Failing that you can always check if Security.txt exists on the given domain.
Finding your first bug
So you've learnt to hack via challenges, you know what a bugbounty program is and understand about different types available. You're ready to get stuck in, but sadly one thing we can't advise you on is which program to look at. One big hurdle people struggle to overcome is finding a program to spend their time on and sadly this is something out of most peoples control, especially if you are new and don't have access to as many programs as others.
But.. there is something we can advise on: hacking, and using your hacking knowledge to finding your first bug. Below are some tips and things you can try to help you in discovering your first bug.
- People say "think outside the box"
and they're right! If you are brand new and want to get stuck in, think about what type of vulnerability you want to try discover instead of just spraying & praying payloads everywhere and anywhere. Understand the feature it is you wish to break & get stuck in! (login flow for example, if you can break the login flow you are more likely to achieve account takeover). The beauty of testing for bugs is you can try anything, there are no limits. You are in full control of what's sent to the server.

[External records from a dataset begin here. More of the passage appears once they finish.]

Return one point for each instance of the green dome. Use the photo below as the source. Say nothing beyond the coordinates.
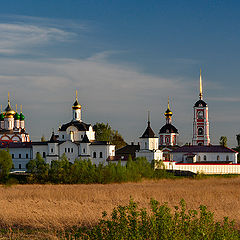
(1, 117)
(16, 116)
(22, 117)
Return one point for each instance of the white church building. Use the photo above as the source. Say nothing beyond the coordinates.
(75, 139)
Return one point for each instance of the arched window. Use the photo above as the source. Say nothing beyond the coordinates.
(200, 131)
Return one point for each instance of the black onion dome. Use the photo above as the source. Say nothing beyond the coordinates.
(168, 128)
(53, 138)
(149, 133)
(200, 103)
(81, 126)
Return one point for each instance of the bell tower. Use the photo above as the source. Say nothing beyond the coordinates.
(76, 110)
(200, 120)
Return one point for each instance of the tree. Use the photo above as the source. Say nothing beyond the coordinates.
(5, 164)
(223, 141)
(104, 132)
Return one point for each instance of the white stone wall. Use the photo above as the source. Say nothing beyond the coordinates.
(178, 157)
(42, 149)
(70, 149)
(150, 155)
(204, 168)
(20, 157)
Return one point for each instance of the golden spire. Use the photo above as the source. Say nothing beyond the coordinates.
(148, 117)
(76, 104)
(200, 94)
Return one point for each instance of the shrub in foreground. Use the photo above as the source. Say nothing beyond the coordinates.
(132, 222)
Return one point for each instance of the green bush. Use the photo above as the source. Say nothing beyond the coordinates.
(132, 222)
(84, 171)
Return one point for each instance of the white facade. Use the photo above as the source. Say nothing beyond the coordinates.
(207, 168)
(12, 126)
(204, 154)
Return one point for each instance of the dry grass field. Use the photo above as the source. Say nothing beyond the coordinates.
(63, 206)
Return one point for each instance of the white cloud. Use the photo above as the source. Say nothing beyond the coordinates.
(19, 37)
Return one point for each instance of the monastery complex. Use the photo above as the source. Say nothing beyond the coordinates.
(76, 139)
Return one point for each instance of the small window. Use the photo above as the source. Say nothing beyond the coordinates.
(200, 131)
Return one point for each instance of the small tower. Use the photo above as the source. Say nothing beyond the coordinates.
(16, 119)
(2, 118)
(76, 110)
(22, 120)
(200, 120)
(168, 133)
(9, 116)
(148, 141)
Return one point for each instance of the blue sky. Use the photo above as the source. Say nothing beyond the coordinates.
(125, 58)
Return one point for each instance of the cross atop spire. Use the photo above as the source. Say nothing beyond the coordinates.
(148, 118)
(200, 88)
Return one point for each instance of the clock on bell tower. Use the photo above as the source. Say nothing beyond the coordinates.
(200, 120)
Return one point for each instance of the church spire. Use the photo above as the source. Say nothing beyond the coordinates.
(148, 118)
(200, 88)
(168, 114)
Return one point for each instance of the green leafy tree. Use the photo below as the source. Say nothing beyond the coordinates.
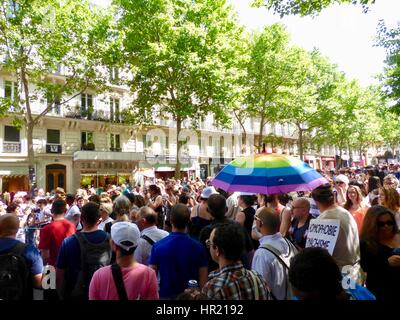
(306, 7)
(389, 38)
(269, 73)
(183, 55)
(314, 82)
(39, 36)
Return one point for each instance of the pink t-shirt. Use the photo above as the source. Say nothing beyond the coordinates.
(140, 283)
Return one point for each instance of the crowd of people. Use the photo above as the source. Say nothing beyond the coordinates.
(183, 239)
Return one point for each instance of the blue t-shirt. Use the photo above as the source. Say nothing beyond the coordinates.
(178, 259)
(31, 254)
(69, 256)
(360, 293)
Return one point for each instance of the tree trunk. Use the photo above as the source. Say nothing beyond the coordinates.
(301, 151)
(178, 148)
(260, 139)
(29, 133)
(340, 157)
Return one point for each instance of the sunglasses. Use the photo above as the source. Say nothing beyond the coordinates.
(209, 244)
(388, 223)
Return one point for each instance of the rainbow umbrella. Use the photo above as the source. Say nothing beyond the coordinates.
(268, 174)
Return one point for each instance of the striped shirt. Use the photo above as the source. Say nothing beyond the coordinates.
(234, 282)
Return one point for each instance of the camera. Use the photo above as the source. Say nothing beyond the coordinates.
(396, 252)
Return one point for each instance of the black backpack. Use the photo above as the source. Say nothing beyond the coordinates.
(14, 274)
(93, 257)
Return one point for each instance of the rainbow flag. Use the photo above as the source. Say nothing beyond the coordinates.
(268, 174)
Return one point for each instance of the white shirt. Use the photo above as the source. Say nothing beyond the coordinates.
(232, 205)
(397, 217)
(347, 248)
(103, 223)
(270, 268)
(143, 250)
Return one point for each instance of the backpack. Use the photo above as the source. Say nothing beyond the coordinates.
(284, 260)
(93, 257)
(14, 274)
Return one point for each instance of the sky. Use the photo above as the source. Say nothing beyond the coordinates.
(341, 32)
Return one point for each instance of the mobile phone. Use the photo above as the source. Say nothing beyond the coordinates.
(396, 251)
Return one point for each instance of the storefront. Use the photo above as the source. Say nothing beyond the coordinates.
(99, 169)
(13, 179)
(328, 163)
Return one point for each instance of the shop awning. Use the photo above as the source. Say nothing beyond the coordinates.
(108, 156)
(16, 171)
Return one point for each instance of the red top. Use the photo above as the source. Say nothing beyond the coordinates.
(52, 235)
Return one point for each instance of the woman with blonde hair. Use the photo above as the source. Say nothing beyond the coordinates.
(390, 198)
(355, 205)
(380, 253)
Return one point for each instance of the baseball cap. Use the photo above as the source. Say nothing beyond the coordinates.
(246, 194)
(125, 234)
(207, 192)
(342, 178)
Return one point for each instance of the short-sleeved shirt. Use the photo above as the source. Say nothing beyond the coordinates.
(140, 283)
(52, 236)
(31, 254)
(69, 256)
(178, 259)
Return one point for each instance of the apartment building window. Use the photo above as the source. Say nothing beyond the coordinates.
(10, 90)
(11, 134)
(54, 103)
(53, 141)
(87, 140)
(11, 143)
(114, 110)
(115, 142)
(114, 74)
(87, 105)
(53, 136)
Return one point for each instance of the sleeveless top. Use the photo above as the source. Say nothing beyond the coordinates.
(197, 223)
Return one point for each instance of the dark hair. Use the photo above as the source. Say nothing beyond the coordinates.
(131, 197)
(58, 207)
(41, 201)
(148, 214)
(314, 270)
(323, 194)
(180, 216)
(94, 198)
(184, 198)
(12, 207)
(360, 185)
(369, 231)
(126, 253)
(269, 218)
(374, 183)
(248, 200)
(284, 198)
(154, 188)
(90, 213)
(139, 201)
(216, 206)
(229, 238)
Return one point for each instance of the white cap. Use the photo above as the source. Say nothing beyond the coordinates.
(125, 234)
(342, 178)
(207, 192)
(246, 194)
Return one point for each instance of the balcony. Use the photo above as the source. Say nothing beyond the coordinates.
(53, 148)
(88, 146)
(11, 147)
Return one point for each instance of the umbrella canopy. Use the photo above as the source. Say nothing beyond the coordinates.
(268, 174)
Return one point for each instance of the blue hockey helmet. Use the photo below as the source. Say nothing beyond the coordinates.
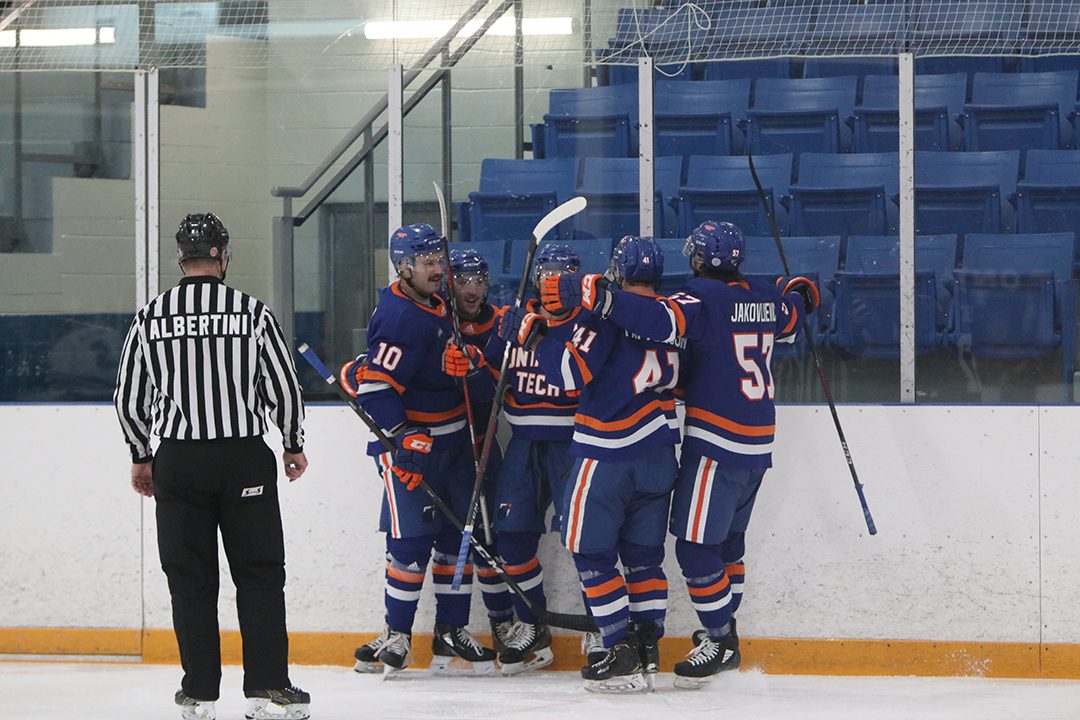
(719, 245)
(468, 261)
(637, 259)
(554, 258)
(414, 240)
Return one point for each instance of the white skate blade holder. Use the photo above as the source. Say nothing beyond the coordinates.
(447, 666)
(541, 657)
(626, 683)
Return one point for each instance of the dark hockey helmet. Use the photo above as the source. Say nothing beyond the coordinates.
(719, 245)
(637, 259)
(468, 261)
(413, 240)
(554, 258)
(202, 235)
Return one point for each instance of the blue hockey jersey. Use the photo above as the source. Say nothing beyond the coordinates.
(404, 380)
(730, 328)
(536, 408)
(625, 383)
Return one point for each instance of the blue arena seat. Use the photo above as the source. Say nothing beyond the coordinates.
(773, 67)
(1048, 199)
(611, 187)
(873, 30)
(817, 258)
(867, 294)
(676, 265)
(720, 188)
(939, 99)
(845, 194)
(941, 27)
(1020, 111)
(801, 116)
(697, 118)
(961, 192)
(1016, 298)
(514, 194)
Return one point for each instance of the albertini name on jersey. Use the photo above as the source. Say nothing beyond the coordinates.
(754, 312)
(217, 325)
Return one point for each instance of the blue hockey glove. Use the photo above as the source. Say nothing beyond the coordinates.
(805, 286)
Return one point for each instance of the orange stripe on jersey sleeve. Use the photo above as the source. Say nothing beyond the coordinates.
(404, 575)
(679, 317)
(375, 376)
(435, 417)
(582, 367)
(626, 422)
(731, 425)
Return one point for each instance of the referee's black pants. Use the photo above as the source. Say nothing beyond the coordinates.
(199, 488)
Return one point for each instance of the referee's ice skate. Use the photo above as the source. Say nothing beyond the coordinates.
(455, 651)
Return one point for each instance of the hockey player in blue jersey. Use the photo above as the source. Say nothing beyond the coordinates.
(535, 467)
(406, 392)
(616, 504)
(730, 324)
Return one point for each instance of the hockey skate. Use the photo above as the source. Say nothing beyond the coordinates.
(285, 704)
(394, 653)
(592, 648)
(527, 649)
(455, 651)
(619, 670)
(367, 655)
(707, 659)
(194, 709)
(648, 649)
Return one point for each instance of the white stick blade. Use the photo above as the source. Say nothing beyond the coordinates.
(567, 209)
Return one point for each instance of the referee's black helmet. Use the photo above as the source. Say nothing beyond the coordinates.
(201, 235)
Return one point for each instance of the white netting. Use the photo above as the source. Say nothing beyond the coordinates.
(373, 34)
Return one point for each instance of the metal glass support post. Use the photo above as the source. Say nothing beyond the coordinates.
(645, 152)
(518, 82)
(906, 228)
(396, 151)
(147, 175)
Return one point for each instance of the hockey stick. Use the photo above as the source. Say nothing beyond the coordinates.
(470, 419)
(564, 212)
(813, 350)
(566, 621)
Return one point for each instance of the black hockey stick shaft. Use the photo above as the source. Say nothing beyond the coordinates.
(567, 209)
(808, 333)
(566, 621)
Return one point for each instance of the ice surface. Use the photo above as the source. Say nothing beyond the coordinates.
(97, 691)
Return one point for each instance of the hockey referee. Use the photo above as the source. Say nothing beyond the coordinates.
(202, 367)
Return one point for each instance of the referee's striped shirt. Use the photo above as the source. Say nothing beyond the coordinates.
(202, 362)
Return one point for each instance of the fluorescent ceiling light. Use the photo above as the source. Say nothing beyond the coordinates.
(503, 26)
(58, 38)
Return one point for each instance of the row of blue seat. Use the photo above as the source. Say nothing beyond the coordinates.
(998, 296)
(823, 194)
(713, 30)
(821, 114)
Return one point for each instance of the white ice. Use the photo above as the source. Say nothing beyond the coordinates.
(96, 691)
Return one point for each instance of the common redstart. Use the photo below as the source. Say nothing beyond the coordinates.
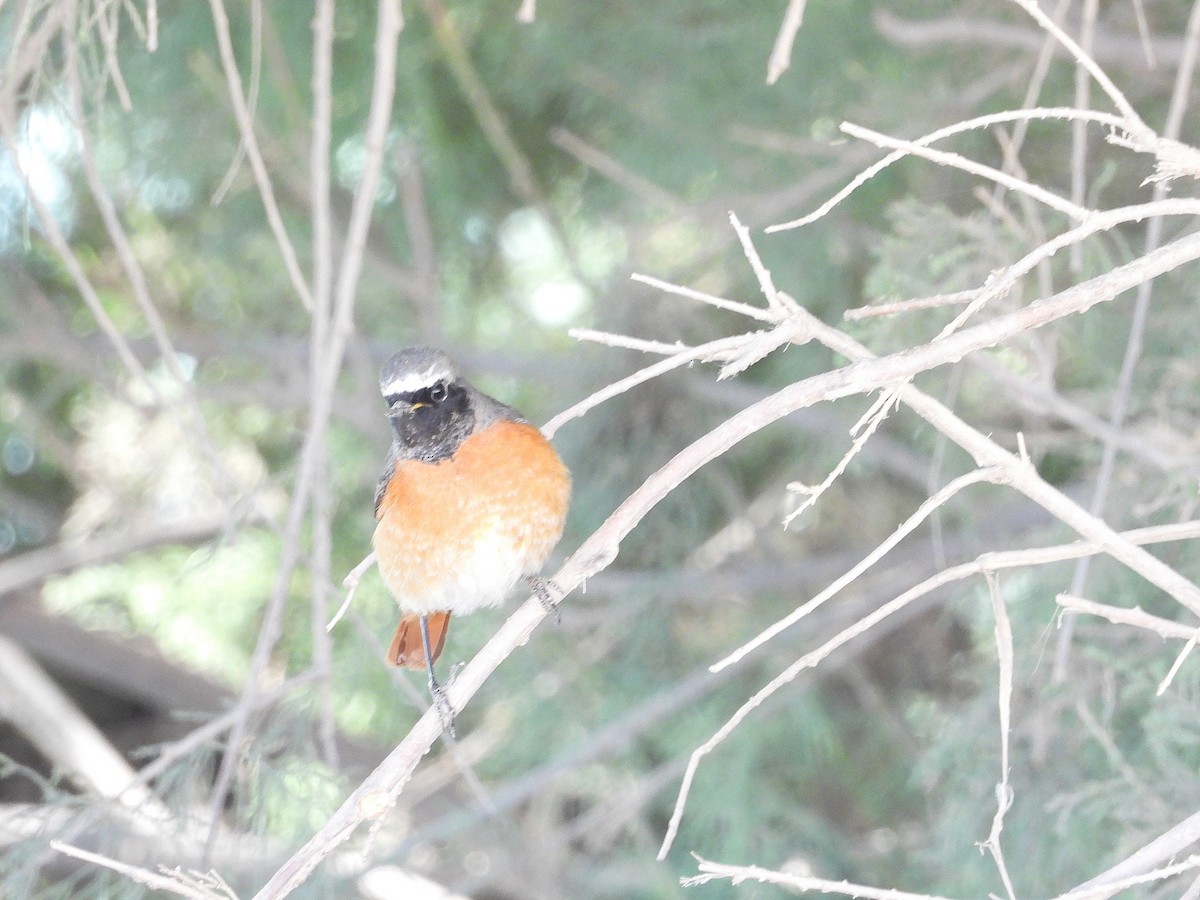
(472, 499)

- Scan & find as much as possible
Old files exist on old servers, even on well-established public programs. Subdomains come up & down all the time. New files appear daily. Spend time to understand what's in scope and begin finding & mapping as much information as possible. Just because a subdomain shows you a 404 error, there may be a "admin.php" file on there! Your recon can never be complete and you should always be hunting, and now can you understand why some researchers have automated their scanning on a large scale? :)
- Don't try too much & set goals!
Sounds a bit weird but it is very easy to think of lots of different bugs to try and overlook sometimes simple bugs. I've done it, we've all done it, and we'll all carrying on doing it! Make sure to set yourself a goal as to what type of bug it is you wish to find. An example would be: I know the parameter ?goto= is vulnerable to reflective XSS from past vulnerabilities, so today I will spend the day testing this parameter across as many endpoints as possible that I can find. It is very easy to spend a day trying lots of things, getting no where, and becoming burnt out. If you've become burnt out, take a step back to understand why and find a way to re-engage yourself.
- Mobile apps!
One key thing I see people missing is messing with the mobile app, or even just the mobile version of the site they're testing (if one is available). Most mobile sites use a different code-base and most mobile apps use a API. Download their app (make sure to check different country appstores!), change your user-agent to a mobile device, and start poking! One tip is if they filter XSS on the desktop site, do they also filter it on mobile? I've personally discovered a site-wide XSS issue via the mobile app as the payloads sent via the mobile API were not filtered on the desktop site.
All of the content on this site has been community-created and has been designed to help you not only have easy access to tutorials & writeups from researchers of the world, but to then apply the knowledge shared straight away on recreated real-world bugbounty situations. From there use your skills on bugbounty programs. We believe a hacker creates his own story and everyone has their own way of discovering vulnerabilities. Not every case can be, "try this, do that", and we hope from challenges that hackers can begin writing their own story.